「もしかして、桐生達かな?」


準備室の前で足を止めた恭に、蒼依が小声で囁いた。しかし、恭は眉をひそめながら首を横に振る。


「いや。職員室は反対側の校舎だし、この廊下は絶対通らねぇよ」


「じゃあ……誰?」


蒼依が不安げに準備室の扉を見つめた。ここには大人はいない。いるとすれば、大人に捨てられた子供達……。

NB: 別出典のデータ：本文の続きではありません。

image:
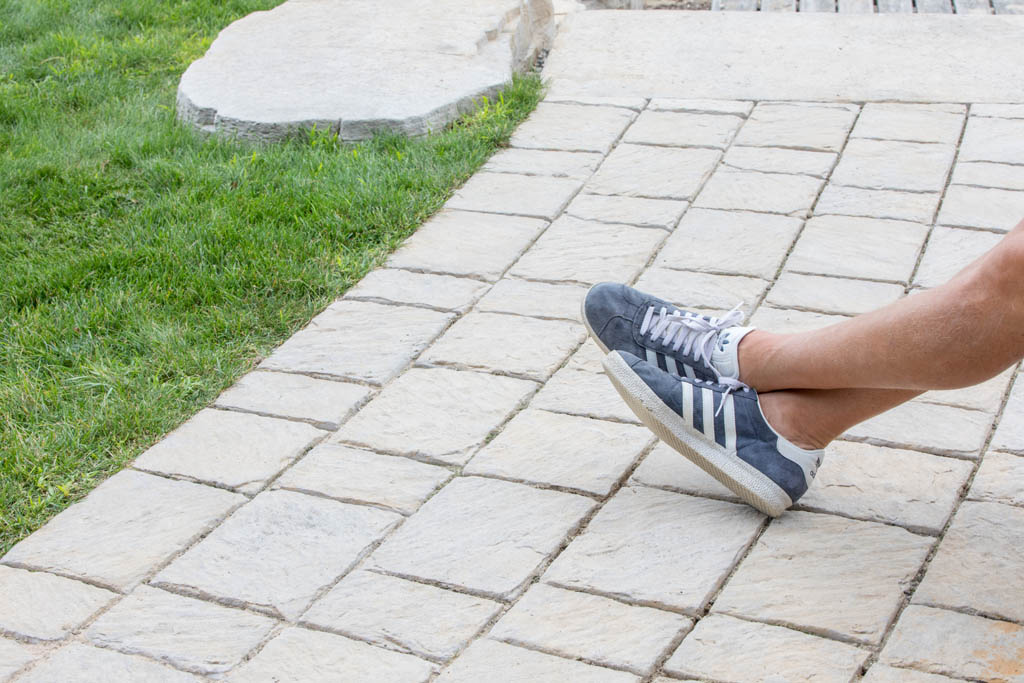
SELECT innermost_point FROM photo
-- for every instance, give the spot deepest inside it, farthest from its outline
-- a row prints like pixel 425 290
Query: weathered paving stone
pixel 578 165
pixel 227 449
pixel 467 244
pixel 980 562
pixel 299 654
pixel 586 393
pixel 778 160
pixel 851 247
pixel 921 426
pixel 752 190
pixel 351 474
pixel 628 210
pixel 194 635
pixel 507 344
pixel 802 126
pixel 640 170
pixel 832 295
pixel 439 414
pixel 581 626
pixel 588 252
pixel 419 288
pixel 574 128
pixel 961 645
pixel 516 665
pixel 532 196
pixel 41 606
pixel 278 551
pixel 562 450
pixel 482 535
pixel 949 251
pixel 425 620
pixel 827 574
pixel 284 394
pixel 905 487
pixel 83 664
pixel 757 244
pixel 999 479
pixel 538 299
pixel 359 340
pixel 894 165
pixel 126 527
pixel 767 653
pixel 683 129
pixel 657 548
pixel 843 201
pixel 914 123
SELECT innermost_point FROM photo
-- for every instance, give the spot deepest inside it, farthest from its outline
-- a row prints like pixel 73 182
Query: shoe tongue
pixel 726 354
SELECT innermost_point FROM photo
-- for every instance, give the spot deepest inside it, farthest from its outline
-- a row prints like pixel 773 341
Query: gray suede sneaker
pixel 680 342
pixel 720 428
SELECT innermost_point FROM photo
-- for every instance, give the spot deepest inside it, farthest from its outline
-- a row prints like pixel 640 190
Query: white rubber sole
pixel 737 475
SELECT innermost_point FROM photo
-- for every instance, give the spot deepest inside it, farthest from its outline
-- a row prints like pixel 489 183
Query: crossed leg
pixel 815 385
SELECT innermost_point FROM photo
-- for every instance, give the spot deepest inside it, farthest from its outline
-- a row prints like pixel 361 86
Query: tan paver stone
pixel 275 553
pixel 562 450
pixel 419 288
pixel 538 299
pixel 440 414
pixel 359 340
pixel 229 450
pixel 905 487
pixel 125 528
pixel 949 251
pixel 894 165
pixel 993 139
pixel 779 160
pixel 425 620
pixel 752 190
pixel 832 295
pixel 981 207
pixel 802 126
pixel 83 664
pixel 35 605
pixel 914 123
pixel 702 290
pixel 578 165
pixel 312 656
pixel 980 562
pixel 467 244
pixel 360 476
pixel 572 127
pixel 999 479
pixel 508 344
pixel 853 247
pixel 683 129
pixel 658 548
pixel 588 627
pixel 486 536
pixel 484 657
pixel 588 252
pixel 724 648
pixel 640 170
pixel 628 210
pixel 532 196
pixel 734 242
pixel 962 645
pixel 828 574
pixel 284 394
pixel 194 635
pixel 587 393
pixel 921 426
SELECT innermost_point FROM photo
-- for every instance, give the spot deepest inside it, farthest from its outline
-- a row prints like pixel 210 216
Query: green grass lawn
pixel 143 268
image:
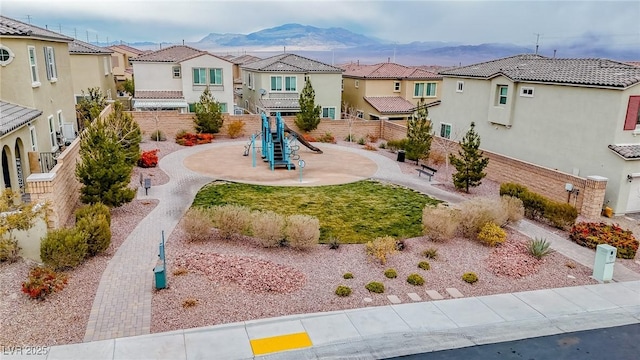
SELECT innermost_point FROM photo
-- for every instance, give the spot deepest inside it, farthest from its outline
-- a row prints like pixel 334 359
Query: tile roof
pixel 13 116
pixel 388 71
pixel 159 94
pixel 536 68
pixel 390 104
pixel 291 63
pixel 628 152
pixel 15 28
pixel 81 47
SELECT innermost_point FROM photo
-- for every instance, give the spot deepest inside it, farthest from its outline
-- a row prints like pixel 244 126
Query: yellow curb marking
pixel 280 343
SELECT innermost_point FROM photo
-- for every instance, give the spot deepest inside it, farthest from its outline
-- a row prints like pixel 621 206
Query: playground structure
pixel 278 148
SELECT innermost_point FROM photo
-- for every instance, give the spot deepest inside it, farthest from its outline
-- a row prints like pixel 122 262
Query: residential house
pixel 91 69
pixel 577 116
pixel 274 84
pixel 387 90
pixel 175 77
pixel 36 99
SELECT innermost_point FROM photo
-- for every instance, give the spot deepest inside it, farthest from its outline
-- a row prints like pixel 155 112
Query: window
pixel 6 55
pixel 502 91
pixel 526 92
pixel 215 76
pixel 445 130
pixel 329 112
pixel 199 76
pixel 50 63
pixel 34 66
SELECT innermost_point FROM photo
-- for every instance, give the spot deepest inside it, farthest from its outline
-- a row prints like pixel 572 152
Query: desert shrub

『ここには、親から見捨てられた問題児が集まってんだよ。どんな危険な奴がいるかわからない。最悪を考えると最低限の武器は必要だろ』


以前に隼人から言われたその言葉が頭を廻り、蒼依の恐怖心を掻き立てた。


「蒼依、さっきの銃貸して」


警戒するように準備室を見つめたまま、恭が手を差し出した。蒼依は急いで鞄から拳銃を取り出し、その手の上に乗せる。


「蒼依はここで待ってろよ」


恭はそう言うと、緊張の面持ちで銃を構え、ゆっくりと準備室の中へ入っていった。




それから数分が経った。蒼依は手に汗を握りながら、恭の帰りを待っていたが……恭が出てくる気配は一向に感じられない。


――恭、遅い。大丈夫かな。


蒼依がそう思った瞬間……


パンッ!


中に恭がいるはずの準備室から、乾いた音が鳴り響いた。紛れも無い、銃声だ。


――恭!?


蒼依は蒼白な顔で準備室を見つめた。痛いほど動悸が速くなり、息をするのも苦しい。


茫然と立ち尽くしていた蒼依が我に返り、急いで準備室の扉に手をかける。それと同時に、遠くの方からバタバタと二人分の足音が近づいてきた。


「徳永!今の音はなんだ!?」


蒼依が振り返ると、隼人と光璃が血相を変えてこちらに向かってくるのが見えた。


「さっき、あの部屋から物音がして……恭が調べにいったの!そしたら、銃声が……」


蒼依が目を潤ませながら隼人に事情を説明した。それを聞いた隼人の目に、焦りと緊張が走る。


「お前ら、そこから動くな!」


隼人は蒼依と光璃にそう言うと、自分の拳銃を取り出して部屋へと近づいていった。


隼人が緊張を押し出すように息を吐き、部屋に駆け込もうと扉に手をかけた。その瞬間……隼人が開ける前に勢いよく扉が開いた。